AAJA’s foundation is in promoting fair coverage of our community and pulling each other up in the newsroom. Despite the distance and differences with our sister chapters in the U.S., our community values remain the same. Our differences should not distance us but instead create a colorful synergy that adds value to each group. We should more aggressively engage and collaborate with AAJA National by encouraging and supporting our members to attend workshops in the U.S. When that is not an option, we can think creatively about how to localize the programs or use technology to bring us together. We will continue to share best practices on how to run a more integrated global organization, starting with our conferences, workshops and mentoring programs.
We should strengthen our bonds not only with the national chapter, but with each other. I founded and directed the first two issues of N3 Magazine with the vision of bringing the key issues in Asia into one publication, giving us a reminder of the lessons learned at N3Con to bring home. In the same spirit, we should connect across borders on a more regular basis, sharing our successes, tips and local news with each other. I propose a quarterly newsletter that will allow each subchapter to share their progress, highlight important issues in the region, showcase the exceptional works of our members, share career opportunities and create a more cohesive community. We would also increase our social media and online presence to make our community more accessible and known.
This vision is simply a continuation of the mission carried out by previous leaders including Angie Lau, Ramy Inocencio and many others over the years. My pledges scratch the surface of AAJA-Asia’s potential and will not stop here. But this is your organization, and it will take work from all of us to make them happen. I merely propose to lay out the direction for us to keep building the AAJA-Asia we deserve.
Mike Raomanachai (SE Asia)
My name is Mike Raomanachai, technology journalist and media entrepreneur. I have been AAJA member since 2011. Back then I joined the organization as a student member. AAJA has been alongside my career path every step of the way. In 2013, I joined AAJA Asia Chapter and later became Vice President of the Chapter, serving Bangkok and Southeast Asia.
I truly believe in AAJA missions in promoting diversity in the newsroom and help journalists advance in their career. I am here today as a professional broadcast journalist and media entrepreneur because of AAJA, and I would love to give back all I can to the community.

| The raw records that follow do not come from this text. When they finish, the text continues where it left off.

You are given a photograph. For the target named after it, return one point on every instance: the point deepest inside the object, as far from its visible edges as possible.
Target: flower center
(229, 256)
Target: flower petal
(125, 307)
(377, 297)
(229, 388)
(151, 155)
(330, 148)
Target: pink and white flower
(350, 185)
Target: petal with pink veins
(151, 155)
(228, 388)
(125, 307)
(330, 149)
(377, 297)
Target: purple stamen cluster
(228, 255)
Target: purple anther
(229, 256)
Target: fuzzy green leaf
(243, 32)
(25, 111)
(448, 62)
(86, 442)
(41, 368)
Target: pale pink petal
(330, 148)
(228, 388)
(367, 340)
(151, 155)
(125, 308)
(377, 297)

What makes AAJA-Asia great is the energy of our members across the region, especially members in their mid and early career. We can keep this momentum going by creating programs for youth and future journalists. Give them chances to network with our members and come up with mentor-mentee program. This program proves to be successful in the US and I believe AAJA-Asia members in all ages will benefit from this a lot.
Here is a little bit about my contributions to AAJA:
2011 – Joined AAJA as a student member, San Francisco Bay Area Chapter
2013 – Joined AAJA Asia Chapter
2015 – Became AAJA Asia Chapter Vice President for Bangkok (Later became SEA Subchapter)

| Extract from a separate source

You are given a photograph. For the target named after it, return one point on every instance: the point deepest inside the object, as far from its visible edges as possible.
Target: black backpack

2016 – Programming Co-Chair and Moderator of N3Con in Seoul, South Korea.
2017 – Programming Co-Chair, Speaker, and Moderator of N3Con in Hong Kong.
2018 – Executive Committee Member and Social Media Coordinator for N3Con 2018.
Here is my career timeline:
2012 Production Assistant for Republican and Democratic National Conventions, Thai PBS
Foreign Correspondent, Voice TV
2013 – 2014 Lifestyle Anchor, Voice TV
2014 – 2017 Technology Anchor and Senior Business Correspondent, Voice TV
2017 – today Contributor, tech360.tv
Co-Founder of a media startup company (Launching Soon).